Wednesday, September 25, 2013

The biggest project I have ever taken on.

So I find myself showing people crappy photos of this on my phone a lot, so I thought that I would just post here.

Amy moved her business out of the house over a year ago. We were out of space and it was driving me nuts. She rented a store front in a neighborhood a few miles away. Paying rent is for suckers, so when I saw a building that we could potentially afford we pursued it.

This is the dump that we bought. It is on the other side of our neighborhood, would hold value and could work. We bought it knowing that we had to put a roof on and do some other work. Not ideal, but better than renting a similarly crappy place further away.




So we thought we would get rid of the flat roof and put a new sloped roof on. That shouldnt be a big deal, right? In order to get a building permit, we needed the use code to be changed. It was  zoned commercial grocery, meaning that we could use it as a grocery store. To use it as anything else besides a house, we needed to go in front of the zoning board, or just move in and use it and never get a building permit, which is what people had done for decades.




Multiple trips to the office downtown (they dont answer phones or email...) we end up with an engineers drawing of what we needed. That drawing surprisingly costs a lot of money. Also the engineer downtown says that doing what we want to do is "new construction" and we have to abide by new construction commercial codes.
This is what happens when framers find  out that it is new construction. They tore the old frame building down and left the toilet. They used the toilet. No seriously. Also at this point we did not have a building permit, or a change of use. We basically went from having a very small asset to a very large liability. Fun.

This is gnarly yinzer dudes framing a building.






The framing went crazy fast. This gave us some delusion that it would be a quick process. Everything was behind schedule and over budget. If you have children, send them to trade school.




Finally the inside mostly done. We redid the cement floors, added a door and did some trim. Our friend Matt did the shelves. They are huge. That wall is 16' high.

 
 Blurry photo of the shelves and the desk. Looks pretty sick. Matt was so into this, it was really crazy how he built each box, and then mounted them one by one. He left a small gap between them to create that  dark line.

  
 Matt and super fast bike racer Mark Nicol collaborated on making a library ladder here.  It is on a track and moves side to side. Seems easy until I tell you that the floor is like 4" out of line. In the middle there is a ball joint that acts as suspension and allows it to move around to make up for the floor not being level. Pretty smart.

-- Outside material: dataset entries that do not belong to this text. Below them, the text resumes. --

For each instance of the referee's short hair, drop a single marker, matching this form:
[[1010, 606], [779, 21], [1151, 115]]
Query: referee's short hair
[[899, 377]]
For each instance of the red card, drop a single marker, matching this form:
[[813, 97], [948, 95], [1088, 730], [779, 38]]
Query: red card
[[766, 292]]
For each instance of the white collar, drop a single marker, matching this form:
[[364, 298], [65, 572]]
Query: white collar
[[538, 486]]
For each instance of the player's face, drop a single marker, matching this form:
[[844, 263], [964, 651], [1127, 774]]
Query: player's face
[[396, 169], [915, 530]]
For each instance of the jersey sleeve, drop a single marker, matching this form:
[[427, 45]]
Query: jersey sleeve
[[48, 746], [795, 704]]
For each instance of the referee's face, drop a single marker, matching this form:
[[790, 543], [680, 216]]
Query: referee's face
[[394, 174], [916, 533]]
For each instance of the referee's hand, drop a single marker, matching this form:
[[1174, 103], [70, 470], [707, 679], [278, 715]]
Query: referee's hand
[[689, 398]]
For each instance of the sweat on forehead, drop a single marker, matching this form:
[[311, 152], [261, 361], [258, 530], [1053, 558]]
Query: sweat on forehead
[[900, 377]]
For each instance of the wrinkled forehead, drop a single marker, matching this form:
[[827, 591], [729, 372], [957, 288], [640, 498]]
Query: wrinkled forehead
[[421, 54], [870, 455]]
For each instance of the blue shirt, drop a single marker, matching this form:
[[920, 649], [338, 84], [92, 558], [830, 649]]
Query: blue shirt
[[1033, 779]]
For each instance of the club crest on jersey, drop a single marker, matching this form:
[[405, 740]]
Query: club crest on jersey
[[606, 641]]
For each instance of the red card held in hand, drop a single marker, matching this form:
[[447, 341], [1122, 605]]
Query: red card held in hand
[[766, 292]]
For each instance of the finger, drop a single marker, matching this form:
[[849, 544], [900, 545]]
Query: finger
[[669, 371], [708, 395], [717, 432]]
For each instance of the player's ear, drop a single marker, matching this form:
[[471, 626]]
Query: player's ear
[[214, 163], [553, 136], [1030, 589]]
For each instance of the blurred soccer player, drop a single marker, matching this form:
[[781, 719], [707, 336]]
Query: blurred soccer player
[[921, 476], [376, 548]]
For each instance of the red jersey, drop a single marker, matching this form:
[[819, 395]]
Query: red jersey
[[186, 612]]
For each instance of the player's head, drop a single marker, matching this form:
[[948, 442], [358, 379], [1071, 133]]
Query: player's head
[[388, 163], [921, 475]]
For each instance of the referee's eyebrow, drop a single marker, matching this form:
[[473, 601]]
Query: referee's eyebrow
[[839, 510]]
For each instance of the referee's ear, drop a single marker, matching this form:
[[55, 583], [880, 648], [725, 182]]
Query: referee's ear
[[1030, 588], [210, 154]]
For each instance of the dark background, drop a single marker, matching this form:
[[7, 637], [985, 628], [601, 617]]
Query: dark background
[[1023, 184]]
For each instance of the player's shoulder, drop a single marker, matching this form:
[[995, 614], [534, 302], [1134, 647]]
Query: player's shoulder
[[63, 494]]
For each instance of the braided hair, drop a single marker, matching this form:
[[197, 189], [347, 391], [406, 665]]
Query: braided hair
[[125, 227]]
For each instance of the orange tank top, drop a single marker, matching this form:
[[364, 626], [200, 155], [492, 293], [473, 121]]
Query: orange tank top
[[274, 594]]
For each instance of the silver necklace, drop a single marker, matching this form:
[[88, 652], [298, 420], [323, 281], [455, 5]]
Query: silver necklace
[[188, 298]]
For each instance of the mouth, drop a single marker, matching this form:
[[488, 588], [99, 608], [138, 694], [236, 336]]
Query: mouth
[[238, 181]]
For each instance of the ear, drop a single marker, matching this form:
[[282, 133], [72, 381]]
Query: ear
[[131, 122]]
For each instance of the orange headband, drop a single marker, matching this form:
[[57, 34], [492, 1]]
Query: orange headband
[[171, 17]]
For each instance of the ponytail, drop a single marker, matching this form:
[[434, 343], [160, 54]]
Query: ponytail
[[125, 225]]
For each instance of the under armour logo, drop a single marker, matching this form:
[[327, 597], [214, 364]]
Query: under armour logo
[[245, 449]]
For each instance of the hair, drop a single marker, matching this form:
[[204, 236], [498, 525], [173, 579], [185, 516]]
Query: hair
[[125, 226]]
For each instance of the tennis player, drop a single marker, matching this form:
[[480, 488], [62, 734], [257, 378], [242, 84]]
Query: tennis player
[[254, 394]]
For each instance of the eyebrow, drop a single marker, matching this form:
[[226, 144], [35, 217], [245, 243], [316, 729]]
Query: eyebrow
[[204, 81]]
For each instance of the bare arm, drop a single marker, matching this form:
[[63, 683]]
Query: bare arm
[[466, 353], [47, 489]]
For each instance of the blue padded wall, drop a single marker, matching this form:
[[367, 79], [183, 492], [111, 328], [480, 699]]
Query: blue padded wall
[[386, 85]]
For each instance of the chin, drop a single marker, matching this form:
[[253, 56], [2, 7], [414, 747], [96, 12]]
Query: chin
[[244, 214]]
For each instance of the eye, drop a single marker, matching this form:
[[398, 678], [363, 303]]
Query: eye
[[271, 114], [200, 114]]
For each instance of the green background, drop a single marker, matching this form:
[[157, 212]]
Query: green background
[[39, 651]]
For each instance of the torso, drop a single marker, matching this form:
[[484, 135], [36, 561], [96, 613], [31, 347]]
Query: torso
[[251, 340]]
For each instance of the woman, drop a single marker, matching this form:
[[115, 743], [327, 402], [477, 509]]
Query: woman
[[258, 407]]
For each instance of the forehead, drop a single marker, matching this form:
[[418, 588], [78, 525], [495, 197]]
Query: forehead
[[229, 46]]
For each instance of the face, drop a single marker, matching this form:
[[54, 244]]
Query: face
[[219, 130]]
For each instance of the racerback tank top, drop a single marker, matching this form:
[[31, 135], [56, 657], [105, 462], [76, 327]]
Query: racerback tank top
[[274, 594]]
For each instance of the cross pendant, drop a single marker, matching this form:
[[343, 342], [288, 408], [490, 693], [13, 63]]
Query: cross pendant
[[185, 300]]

Finally, this is it. We did metal siding and big windows. There is so much natural light inside, it is crazy. There are 4 skylights and those big windows.  Pretty cool.

Google tags: Lawrenceville Pittsburgh 15201 art studio metal sales metal siding garbella studio screenprinting studio  custom shelves  library ladder  DIY library ladder 


2 comments:

Anonymous said...

The photo with the empty shelves makes it look like a lego store.

Seriously tho, that is rad. Happy for you guys. I need to get up there and by me some more garbella schwag one of these days.

Sean

ryanmgotch said...

fantastic. congrats on a job well done.